MOMENT OF TRUTH
May 11 letter to Blaine City Council:
When Blaine City Manager Mike Harmon was a child, I was leading North Cascades Audubon Society to victory at the Washington Supreme Court, protecting Critical Areas statewide. One Critical Area I noted in need of protection is the east Blaine municipal drinking water Critical Aquifer Recharge Area, which Creekside manufactured home park would contaminate, easily costing Blaine utility customers tens of millions of dollars in remediation.
Perjury and fraud by Harmon and Blaine Community Development Services director Alex Wenger have led you to believe that Blaine can violate state and federal laws that protect public health and public water systems without consequence. The May 7, 2026 Washington Department of Health order undermines that belief.
The unconstitutional SEPA Zoning Amendments to the Blaine Municipal Code are likewise doomed to failure when reviewed by the U.S. Environmental Protection Agency. Learn more at Creekside Compliance Watch.
On May 8, 2026, Water Planning Matters requested that Blaine City Council remand Creekside PUD Ordinance 26-3045 to the Blaine Hearing Examiner. The present record contains material inaccuracies, unresolved engineering and wetland protection defects, procedural inconsistencies, and statutory omissions that preclude the Council from making the findings required for approval of the ordinance under the Blaine Municipal Code and Revised Code of Washington.

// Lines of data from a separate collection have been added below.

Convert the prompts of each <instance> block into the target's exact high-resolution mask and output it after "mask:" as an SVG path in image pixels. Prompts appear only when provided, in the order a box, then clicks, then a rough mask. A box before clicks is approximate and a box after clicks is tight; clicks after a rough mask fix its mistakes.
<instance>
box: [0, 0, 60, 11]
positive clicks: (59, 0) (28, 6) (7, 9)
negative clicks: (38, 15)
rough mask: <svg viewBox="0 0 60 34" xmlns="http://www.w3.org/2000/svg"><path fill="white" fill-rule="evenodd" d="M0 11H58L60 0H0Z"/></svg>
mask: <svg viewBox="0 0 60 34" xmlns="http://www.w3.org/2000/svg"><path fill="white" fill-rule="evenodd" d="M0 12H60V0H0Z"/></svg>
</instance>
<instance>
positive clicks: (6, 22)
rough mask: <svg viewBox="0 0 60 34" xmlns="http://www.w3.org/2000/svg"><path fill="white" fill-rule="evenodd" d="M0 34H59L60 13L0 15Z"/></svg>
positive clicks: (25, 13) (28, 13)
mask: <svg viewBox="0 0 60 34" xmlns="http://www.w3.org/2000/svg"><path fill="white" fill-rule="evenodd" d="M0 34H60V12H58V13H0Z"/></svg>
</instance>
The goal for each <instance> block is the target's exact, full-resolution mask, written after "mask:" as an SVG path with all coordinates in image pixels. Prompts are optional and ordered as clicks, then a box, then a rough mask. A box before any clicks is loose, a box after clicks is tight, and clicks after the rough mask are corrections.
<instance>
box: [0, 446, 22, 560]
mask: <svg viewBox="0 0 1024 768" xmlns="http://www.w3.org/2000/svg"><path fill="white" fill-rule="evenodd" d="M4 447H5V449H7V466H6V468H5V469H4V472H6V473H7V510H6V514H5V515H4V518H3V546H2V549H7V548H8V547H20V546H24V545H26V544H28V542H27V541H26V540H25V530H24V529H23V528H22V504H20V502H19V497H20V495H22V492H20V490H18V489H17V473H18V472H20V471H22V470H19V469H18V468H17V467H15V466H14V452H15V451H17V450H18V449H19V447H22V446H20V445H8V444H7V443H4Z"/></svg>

Despite Wenger's claim to the contrary, Blaine's environmental determination on Creekside PUD was issued before wetland modeling was completed--making the PUD application incomplete--and before any formal stormwater adequacy determination was made. By the Hearing Examiner's own standard, a State Environmental Policy Act determination that precedes complete environmental information is irresponsible. The Mitigated Determination of Non-Significance here preceded the fundamental hydrologic modeling that would have allowed the City, third party experts and the public to evaluate stormwater, wetland, and drainage impacts.
On May 7, 2026, the WA State Chief Health Law Judge set a formal evidentiary proceeding for no later than July 6, 2026. That proceeding concerns the same drinking water source assurance record that Blaine City Council is being asked by planning staff to rely on for its public water system potable-water finding. The present record incorrectly assumes the state source-water question has been resolved.
The safe and lawful thing for Blaine City Council to do tonight is to table both ordinances.